Délicat et précieux, le spectacle que le TNP a destiné aux enfants en cette fin d'année ne manque pas de beauté. Mais laisse perplexe quant à la capacité de ce théâtre à faire honneur à son insigne de "populaire". Nadja Pobel
Utilisée chez Bergman, Fellini et même chez Truffaut (dans La Chambre verte), la lanterne magique est une résurgence des origines de la projection d'images que l'on peut voir exposée dans la Villa Lumière. Cet objet apparait en 1659 à La Haye dans le laboratoire d'un astronome, Christiaan Huygens. Pour la première fois, une image peut être diffusée et agrandie sur une surface lointaine, à partir d'une peinture sur plaque de verre, et éventuellement produire des effets de mouvements en superposant une autre figure et en en la faisant coulisser dans ce gros engin de bois. C'est toutefois au XIXe siècle que ce procédé connaitra un véritable succès. Ce sont alors surtout des dessins fantasmagoriques, des mises en forme de récits mythologiques, qui sont proposés.

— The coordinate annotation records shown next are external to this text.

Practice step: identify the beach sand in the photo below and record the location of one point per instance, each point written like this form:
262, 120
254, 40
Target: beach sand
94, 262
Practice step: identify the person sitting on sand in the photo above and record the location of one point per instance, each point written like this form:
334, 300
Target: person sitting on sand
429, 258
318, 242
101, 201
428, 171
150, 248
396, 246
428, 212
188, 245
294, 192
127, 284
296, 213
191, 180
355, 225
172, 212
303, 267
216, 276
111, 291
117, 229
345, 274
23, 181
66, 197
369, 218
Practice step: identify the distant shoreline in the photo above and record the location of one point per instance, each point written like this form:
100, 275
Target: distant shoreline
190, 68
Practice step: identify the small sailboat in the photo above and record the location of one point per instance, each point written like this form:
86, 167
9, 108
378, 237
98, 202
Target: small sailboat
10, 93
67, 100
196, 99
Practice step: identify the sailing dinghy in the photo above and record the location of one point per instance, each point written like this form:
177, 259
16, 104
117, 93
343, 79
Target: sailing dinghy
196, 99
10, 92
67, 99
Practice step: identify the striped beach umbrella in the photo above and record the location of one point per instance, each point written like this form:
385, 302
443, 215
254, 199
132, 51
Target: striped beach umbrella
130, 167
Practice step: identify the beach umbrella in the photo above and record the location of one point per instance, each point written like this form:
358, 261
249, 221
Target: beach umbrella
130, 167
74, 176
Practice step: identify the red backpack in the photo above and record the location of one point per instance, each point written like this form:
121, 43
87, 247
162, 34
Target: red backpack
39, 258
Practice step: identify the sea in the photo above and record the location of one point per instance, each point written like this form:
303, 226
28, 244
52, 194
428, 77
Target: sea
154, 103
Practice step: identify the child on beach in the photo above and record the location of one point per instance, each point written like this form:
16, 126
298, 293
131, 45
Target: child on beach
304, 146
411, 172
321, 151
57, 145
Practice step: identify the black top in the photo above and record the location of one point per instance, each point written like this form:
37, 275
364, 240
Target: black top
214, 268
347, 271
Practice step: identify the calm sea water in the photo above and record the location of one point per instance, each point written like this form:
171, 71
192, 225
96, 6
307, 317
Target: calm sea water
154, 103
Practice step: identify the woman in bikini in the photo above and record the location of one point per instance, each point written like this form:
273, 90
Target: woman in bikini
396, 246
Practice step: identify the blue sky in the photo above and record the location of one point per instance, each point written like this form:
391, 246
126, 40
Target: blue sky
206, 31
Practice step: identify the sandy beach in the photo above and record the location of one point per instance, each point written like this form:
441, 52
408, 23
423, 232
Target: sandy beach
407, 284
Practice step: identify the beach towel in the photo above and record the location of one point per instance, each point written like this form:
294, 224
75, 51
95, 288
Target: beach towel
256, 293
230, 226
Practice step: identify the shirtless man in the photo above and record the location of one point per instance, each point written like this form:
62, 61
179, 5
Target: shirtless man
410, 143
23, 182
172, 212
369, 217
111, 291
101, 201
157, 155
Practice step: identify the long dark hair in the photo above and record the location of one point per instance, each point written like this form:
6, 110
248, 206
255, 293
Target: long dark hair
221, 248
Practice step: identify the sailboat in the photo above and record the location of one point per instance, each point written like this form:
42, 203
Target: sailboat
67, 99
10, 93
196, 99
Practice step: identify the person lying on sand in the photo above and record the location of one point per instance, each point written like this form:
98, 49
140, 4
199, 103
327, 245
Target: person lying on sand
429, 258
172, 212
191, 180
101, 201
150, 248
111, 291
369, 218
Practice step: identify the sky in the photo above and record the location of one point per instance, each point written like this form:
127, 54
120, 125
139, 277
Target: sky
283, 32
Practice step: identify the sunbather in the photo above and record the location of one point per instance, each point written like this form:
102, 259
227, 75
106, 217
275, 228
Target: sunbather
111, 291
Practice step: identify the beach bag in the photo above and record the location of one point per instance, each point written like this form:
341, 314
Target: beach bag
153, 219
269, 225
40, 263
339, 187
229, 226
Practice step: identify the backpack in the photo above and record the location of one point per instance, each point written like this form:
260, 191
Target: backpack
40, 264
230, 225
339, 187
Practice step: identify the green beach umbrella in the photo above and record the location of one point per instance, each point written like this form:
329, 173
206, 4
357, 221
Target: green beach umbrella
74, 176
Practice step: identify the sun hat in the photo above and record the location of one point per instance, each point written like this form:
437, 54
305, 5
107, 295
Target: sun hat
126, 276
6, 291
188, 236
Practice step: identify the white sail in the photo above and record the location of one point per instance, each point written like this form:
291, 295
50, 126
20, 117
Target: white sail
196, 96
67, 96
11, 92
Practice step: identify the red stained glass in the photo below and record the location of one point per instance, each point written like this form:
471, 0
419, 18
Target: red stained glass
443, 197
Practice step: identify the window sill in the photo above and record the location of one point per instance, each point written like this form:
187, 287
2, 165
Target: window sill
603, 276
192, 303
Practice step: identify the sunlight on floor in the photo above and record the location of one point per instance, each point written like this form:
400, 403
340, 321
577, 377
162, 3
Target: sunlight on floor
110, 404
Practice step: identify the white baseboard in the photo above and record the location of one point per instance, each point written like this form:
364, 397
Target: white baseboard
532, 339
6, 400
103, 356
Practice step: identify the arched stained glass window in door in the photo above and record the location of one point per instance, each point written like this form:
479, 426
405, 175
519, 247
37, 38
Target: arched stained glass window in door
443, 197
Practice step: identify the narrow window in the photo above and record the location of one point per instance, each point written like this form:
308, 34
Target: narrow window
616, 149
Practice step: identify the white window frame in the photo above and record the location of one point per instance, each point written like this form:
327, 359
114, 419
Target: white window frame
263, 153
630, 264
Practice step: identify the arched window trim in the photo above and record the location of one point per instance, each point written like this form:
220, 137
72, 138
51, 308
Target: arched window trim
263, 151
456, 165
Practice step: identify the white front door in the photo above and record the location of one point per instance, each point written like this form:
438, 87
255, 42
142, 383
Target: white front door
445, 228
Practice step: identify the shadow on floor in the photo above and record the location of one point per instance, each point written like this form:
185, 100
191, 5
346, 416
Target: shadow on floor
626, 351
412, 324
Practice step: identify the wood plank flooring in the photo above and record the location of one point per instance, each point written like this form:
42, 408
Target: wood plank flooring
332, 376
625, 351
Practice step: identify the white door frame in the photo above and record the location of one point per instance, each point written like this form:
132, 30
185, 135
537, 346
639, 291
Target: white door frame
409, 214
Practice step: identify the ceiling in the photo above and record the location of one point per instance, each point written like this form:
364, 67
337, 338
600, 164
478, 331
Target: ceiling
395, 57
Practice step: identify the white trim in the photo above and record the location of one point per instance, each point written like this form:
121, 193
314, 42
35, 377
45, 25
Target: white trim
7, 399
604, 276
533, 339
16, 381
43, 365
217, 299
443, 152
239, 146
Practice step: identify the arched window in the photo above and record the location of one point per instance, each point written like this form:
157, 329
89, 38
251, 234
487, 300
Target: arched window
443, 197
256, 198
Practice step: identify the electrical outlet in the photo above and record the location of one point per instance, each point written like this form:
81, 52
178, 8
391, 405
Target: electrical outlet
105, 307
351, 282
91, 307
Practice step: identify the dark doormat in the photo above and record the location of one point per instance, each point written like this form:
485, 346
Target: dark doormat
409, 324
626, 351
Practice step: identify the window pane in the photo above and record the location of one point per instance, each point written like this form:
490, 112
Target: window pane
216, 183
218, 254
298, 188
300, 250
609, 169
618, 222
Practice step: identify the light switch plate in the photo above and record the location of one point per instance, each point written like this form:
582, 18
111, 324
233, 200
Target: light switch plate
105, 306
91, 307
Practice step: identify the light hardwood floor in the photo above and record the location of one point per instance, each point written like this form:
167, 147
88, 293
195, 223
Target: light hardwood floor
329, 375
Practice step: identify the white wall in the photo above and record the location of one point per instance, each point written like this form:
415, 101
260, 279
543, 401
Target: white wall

Depuis 2010, Louise Moaty le réhabilite, sillonnant les routes pour le porter à la connaissance du public dans des conditions ancestrales, c'est-à-dire éclairé à la bougie (saluts compris !), et s'inscrivant là dans le travail qu'elle mène en collaboration avec le metteur en scène Benjamin Lazar qui lui aussi travaille cette esthétique, parfois de façon trop aride (Les Amours tragiques de Pyrame et Thisbé, passé par le TNP), parfois d'une manière parfaitement convaincante (Pantagruel, également vu à Villeurbanne).
Lueur
Louise Moaty a eu la belle idée de dessiner elle-même sur son support, en s'inspirant de musiques de Couperin. Et voilà que défilent un ban de poissons, des passants en ombres chinoises à Saint-Germain-en-Laye et même un voyage à Venise explorant toutes les possibilités de cet outil (un travelling sur la lagune, une profondeur de champ remarquable sur le pont des soupirs et un feu d'artifice qui s'anime !). Tout aussi incontestable est la qualité du concert livré par Violaine Cochard, claveciniste reconnue dont le toucher permet d'apprécier toute la fragilité et l'originalité de cet instrument.
Simplement d'images et de son, le spectacle est d'une délicatesse absolue. Mais il est aussi d'un anachronisme qui pose tout de même question. Car même s'il n'est pas rédhibitoire en tant que tel — surtout à l'heure où ce sont des écrans qui éclairent les chambres d'enfants — le TNP, qui affiche sur son fronton le doux qualificatif de populaire et qui, comme tous les autres lieux subventionnés, a pour mission d'accueillir tous les publics, semble ici faire acte de rétractation en ne tendant la main qu'aux enfants de ses abonnés. On espère que les chiffres de fréquentation nous contrediront.